Ahmadinejad: From Hand-Kissing to Isolation

Mahmoud Ahmadinejad’s hand-kissing gesture towards Ali Khamenei symbolized the early days of his presidency.

Khamenei’s support for Ahmadinejad lasted longer than it had for previous administrations. Notably, in the 2009 elections, Mohammad Bagher Ghalibaf was barred from running against Ahmadinejad. However, cracks appeared quickly after Ahmadinejad’s second term began, especially over his choice for vice president. Tensions reached a boiling point when Ahmadinejad staged an 11-day protest at home, defying Khamenei’s resistance to impeach the Minister of Intelligence.

In Ahmadinejad’s final two years, his administration faced significant friction with institutions under Khamenei’s control, including the Revolutionary Guards and the Judiciary. Notable conflicts included the arrest of the editor of the Iran newspaper.

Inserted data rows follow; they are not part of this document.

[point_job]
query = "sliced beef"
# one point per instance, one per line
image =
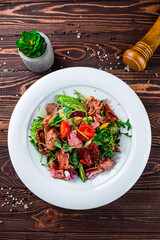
(58, 174)
(52, 136)
(78, 114)
(63, 159)
(91, 154)
(73, 140)
(52, 108)
(106, 165)
(97, 117)
(41, 141)
(45, 122)
(109, 114)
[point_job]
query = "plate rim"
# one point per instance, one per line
(65, 70)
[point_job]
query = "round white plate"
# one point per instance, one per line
(105, 187)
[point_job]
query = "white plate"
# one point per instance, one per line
(105, 187)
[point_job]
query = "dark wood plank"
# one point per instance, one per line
(150, 178)
(77, 236)
(136, 211)
(114, 26)
(93, 17)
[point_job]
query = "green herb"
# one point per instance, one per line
(72, 103)
(124, 124)
(80, 96)
(31, 44)
(67, 148)
(106, 139)
(126, 134)
(82, 172)
(36, 125)
(57, 144)
(74, 159)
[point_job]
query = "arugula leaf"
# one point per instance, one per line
(124, 124)
(67, 148)
(74, 159)
(57, 144)
(126, 134)
(66, 110)
(71, 102)
(80, 96)
(82, 172)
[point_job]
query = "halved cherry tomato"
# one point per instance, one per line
(64, 129)
(87, 131)
(85, 163)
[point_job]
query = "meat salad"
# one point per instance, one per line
(78, 135)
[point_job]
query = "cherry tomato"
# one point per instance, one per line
(87, 131)
(64, 129)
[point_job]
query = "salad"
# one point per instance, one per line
(78, 135)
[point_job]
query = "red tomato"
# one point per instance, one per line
(64, 129)
(87, 131)
(85, 163)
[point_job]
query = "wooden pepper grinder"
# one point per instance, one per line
(137, 57)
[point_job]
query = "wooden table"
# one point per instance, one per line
(110, 27)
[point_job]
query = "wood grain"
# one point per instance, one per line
(77, 236)
(108, 27)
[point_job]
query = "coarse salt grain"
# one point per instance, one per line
(127, 68)
(26, 206)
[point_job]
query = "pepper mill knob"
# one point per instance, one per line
(137, 57)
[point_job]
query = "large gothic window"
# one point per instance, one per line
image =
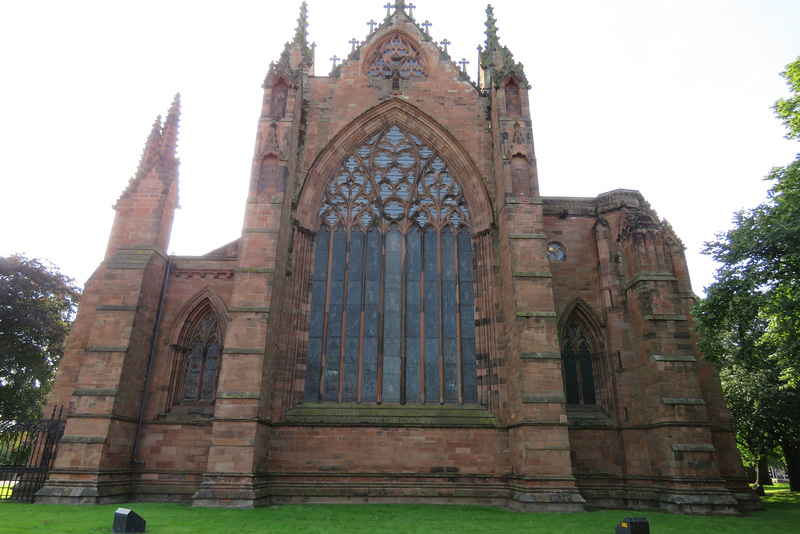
(203, 361)
(392, 306)
(576, 357)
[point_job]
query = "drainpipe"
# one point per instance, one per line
(134, 460)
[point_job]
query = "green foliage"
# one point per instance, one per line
(37, 304)
(788, 109)
(749, 322)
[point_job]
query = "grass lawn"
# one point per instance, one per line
(5, 489)
(782, 516)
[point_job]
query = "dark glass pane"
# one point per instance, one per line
(448, 255)
(570, 375)
(413, 315)
(369, 372)
(469, 373)
(350, 371)
(391, 370)
(321, 255)
(332, 361)
(339, 255)
(464, 255)
(587, 376)
(373, 256)
(210, 371)
(192, 387)
(313, 369)
(450, 359)
(432, 370)
(431, 303)
(392, 310)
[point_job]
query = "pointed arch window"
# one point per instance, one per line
(196, 359)
(392, 305)
(396, 56)
(576, 354)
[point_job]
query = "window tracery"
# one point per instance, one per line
(576, 354)
(199, 360)
(397, 56)
(392, 305)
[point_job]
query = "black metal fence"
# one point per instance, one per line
(27, 451)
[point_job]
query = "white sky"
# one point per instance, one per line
(668, 97)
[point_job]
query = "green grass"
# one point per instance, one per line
(5, 489)
(782, 515)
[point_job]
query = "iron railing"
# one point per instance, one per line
(27, 452)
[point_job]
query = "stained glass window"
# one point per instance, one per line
(392, 306)
(396, 56)
(576, 357)
(204, 353)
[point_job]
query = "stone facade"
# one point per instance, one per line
(569, 378)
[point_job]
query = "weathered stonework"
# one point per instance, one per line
(650, 430)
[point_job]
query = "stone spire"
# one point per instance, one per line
(301, 32)
(497, 61)
(169, 134)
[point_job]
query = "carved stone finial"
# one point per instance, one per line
(301, 33)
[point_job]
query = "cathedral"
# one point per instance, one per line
(404, 317)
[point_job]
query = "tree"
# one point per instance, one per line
(37, 304)
(749, 322)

Despite the tumultuous final years of Ahmadinejad’s presidency, Khamenei acknowledged the challenges faced by the administration in his speech. He said, “Everyone understood that the esteemed president and his colleagues in the government had a very high and demanding workload compared to other periods. This is a significant point that should not be overlooked.”

Rouhani: A Delayed Send-Off

At the start of Rouhani’s presidency, Khamenei approved the his government’s nuclear negotiations, leading to the formation of the 2015 nuclear deal. However, Khamenei was reluctant to take responsibility for the agreement and frequently criticized it.

One of Rouhani’s notable actions was his phone call with Barack Obama, which Khamenei chose not to strongly condemn due to the broader implications for relations with the government. Nevertheless, Khamenei publicly criticized the move, stating, “We support the government’s diplomatic activities and value diplomatic efforts, although some events during the trip to New York were, in our opinion, inappropriate.”

Tensions between Rouhani and Khamenei spiked at the start of Rouhani’s second term. Reports surfaced of a heated meeting where Khamenei criticized Rouhani’s debate remarks, prompting visible dissatisfaction from the president. The situation worsened as institutions under Khamenei’s control escalated attacks, including aggressive charges against Rouhani’s brother, Hossein Fereydoun. Khamenei’s farewell meeting with Rouhani’s government was notably cold compared to previous administrations.

In Rouhani’s final months in office, Khamenei actively blocked attempts to revive nuclear negotiations, making sure the administration exited without any new achievements. Khamenei also refused to take a commemorative photo with Rouhani and his cabinet and did not present the customary Quran to the outgoing government. His farewell speech, lasting just 17 minutes, was notably brief, reflecting his deep dissatisfaction with Rouhani’s presidency.

Raisi: Keeping the Conflict Behind Closed Doors

Ebrahim Raisi’s complete support and the elimination of his competitors contributed to a relatively warm relationship between him and Khamenei, with any potential tensions remaining private. Despite this, discussions about Raisi as a potential successor to Khamenei led to significant behind-the-scenes conflicts.

Raisi’s brief time in office meant that these internal conflicts did not become public. The relationship between Raisi and Khamenei appeared less strained due to factors such as Raisi’s alignment with Khamenei’s policies, the retreat of reformist influence in certain areas, and ongoing regional conflicts.